At this point I’d best leave the remainder of the story for the reader to discover. For me it was really affecting and disturbing, and yet like the best stories, perfectly appropriate and in character. It is fascinating how well Claire Fuller can use physical detail to create atmosphere, like the cabin in Our Endless Numbered Days and the huge piles of annotated books in Swimming Lessons. Here Frances’ botanical sampling knife, the telescope spy glass, the bridge covered with weeds, the memento-mori ring Cara adopts as a replacement wedding band, the cigarette case Peter gives Frances, the orange tree trapped in the glasshouse (which is also the name for a military prison) with its inedible fruit that gives the book a title, and the sledgehammer all play a sinister symbolic role in the tale. And the twists were so nicely prepared that they scarcely felt like twists and seemed to come just as they look inevitable.
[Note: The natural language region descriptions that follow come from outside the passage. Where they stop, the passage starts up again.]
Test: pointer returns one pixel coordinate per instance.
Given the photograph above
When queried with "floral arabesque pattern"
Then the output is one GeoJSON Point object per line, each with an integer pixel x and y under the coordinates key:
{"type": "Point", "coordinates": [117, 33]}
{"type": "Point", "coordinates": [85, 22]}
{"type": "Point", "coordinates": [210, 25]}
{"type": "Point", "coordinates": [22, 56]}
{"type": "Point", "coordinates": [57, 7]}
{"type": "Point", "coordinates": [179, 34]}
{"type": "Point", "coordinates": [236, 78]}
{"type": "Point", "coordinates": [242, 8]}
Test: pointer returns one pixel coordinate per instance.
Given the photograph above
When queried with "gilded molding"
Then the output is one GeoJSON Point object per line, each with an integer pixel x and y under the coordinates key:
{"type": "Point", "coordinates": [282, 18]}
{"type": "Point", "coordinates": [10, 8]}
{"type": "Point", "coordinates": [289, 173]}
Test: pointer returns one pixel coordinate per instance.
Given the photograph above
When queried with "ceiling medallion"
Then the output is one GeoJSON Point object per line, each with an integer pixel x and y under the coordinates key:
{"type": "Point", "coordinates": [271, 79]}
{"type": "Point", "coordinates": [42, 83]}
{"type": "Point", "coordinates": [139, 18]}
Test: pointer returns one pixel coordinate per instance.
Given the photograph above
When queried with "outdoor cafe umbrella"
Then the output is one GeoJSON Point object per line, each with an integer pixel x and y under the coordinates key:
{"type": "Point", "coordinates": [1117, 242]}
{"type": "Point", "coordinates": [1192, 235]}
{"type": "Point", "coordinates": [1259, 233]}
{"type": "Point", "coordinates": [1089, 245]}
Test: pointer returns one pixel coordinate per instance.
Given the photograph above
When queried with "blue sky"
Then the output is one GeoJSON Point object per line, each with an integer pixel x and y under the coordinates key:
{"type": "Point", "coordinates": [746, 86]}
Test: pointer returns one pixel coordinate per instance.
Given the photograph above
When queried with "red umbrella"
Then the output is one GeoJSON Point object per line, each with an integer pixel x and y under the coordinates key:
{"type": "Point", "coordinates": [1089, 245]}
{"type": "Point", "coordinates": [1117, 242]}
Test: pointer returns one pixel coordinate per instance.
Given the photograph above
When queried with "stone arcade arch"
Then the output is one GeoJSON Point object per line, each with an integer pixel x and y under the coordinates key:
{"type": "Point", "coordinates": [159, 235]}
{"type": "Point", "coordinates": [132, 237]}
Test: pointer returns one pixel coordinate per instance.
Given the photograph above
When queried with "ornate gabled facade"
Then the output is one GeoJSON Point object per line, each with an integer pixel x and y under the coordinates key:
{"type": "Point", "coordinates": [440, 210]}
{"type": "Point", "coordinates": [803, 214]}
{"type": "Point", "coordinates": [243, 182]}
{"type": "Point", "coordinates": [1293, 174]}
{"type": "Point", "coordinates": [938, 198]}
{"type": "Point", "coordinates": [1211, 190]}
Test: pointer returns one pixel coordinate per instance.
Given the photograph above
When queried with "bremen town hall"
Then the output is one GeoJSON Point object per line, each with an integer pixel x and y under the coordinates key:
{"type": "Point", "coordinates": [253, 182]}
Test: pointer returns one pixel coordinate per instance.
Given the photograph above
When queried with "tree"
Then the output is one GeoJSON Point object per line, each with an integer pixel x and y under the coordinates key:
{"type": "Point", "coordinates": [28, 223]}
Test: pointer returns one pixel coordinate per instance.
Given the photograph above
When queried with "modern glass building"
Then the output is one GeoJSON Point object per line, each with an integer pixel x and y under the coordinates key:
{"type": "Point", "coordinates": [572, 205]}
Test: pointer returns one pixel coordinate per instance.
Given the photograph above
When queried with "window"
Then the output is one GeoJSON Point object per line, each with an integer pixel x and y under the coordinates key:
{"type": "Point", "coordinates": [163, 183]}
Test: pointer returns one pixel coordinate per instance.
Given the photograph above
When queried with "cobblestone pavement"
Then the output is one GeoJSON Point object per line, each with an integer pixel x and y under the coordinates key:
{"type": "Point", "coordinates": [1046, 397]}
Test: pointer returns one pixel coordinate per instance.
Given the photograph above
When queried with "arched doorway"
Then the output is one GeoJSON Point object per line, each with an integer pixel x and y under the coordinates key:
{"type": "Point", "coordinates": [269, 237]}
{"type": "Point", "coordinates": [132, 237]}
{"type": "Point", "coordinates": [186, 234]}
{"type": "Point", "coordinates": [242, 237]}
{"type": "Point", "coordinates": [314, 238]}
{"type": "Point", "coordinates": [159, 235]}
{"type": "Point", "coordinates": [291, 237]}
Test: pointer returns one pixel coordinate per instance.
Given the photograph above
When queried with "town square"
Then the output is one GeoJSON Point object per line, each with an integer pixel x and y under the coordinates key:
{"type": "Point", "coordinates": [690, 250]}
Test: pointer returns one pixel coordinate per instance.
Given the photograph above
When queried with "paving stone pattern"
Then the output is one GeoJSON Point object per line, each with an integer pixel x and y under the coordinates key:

Though Bitter Orange is definitely a five star, some nasty loose ends bother me and as the story runs on two tracks, past and present, to finality, I’ll always wonder about them. Why was the little telescope spyglass planted in the floor? Who was the father of Cara’s baby? How could Victor the priest, who’s at least ten years older than Frances, have officiated at her deathbed and burial? Was the bridge in the Palladian style and what became of it?  Tho’ Bitter Orange is excellent, it is not quite the book I still await from Claire Fuller. That is the sequel to Our Endless Numbered Days, where we encounter Peggy again, as an adult.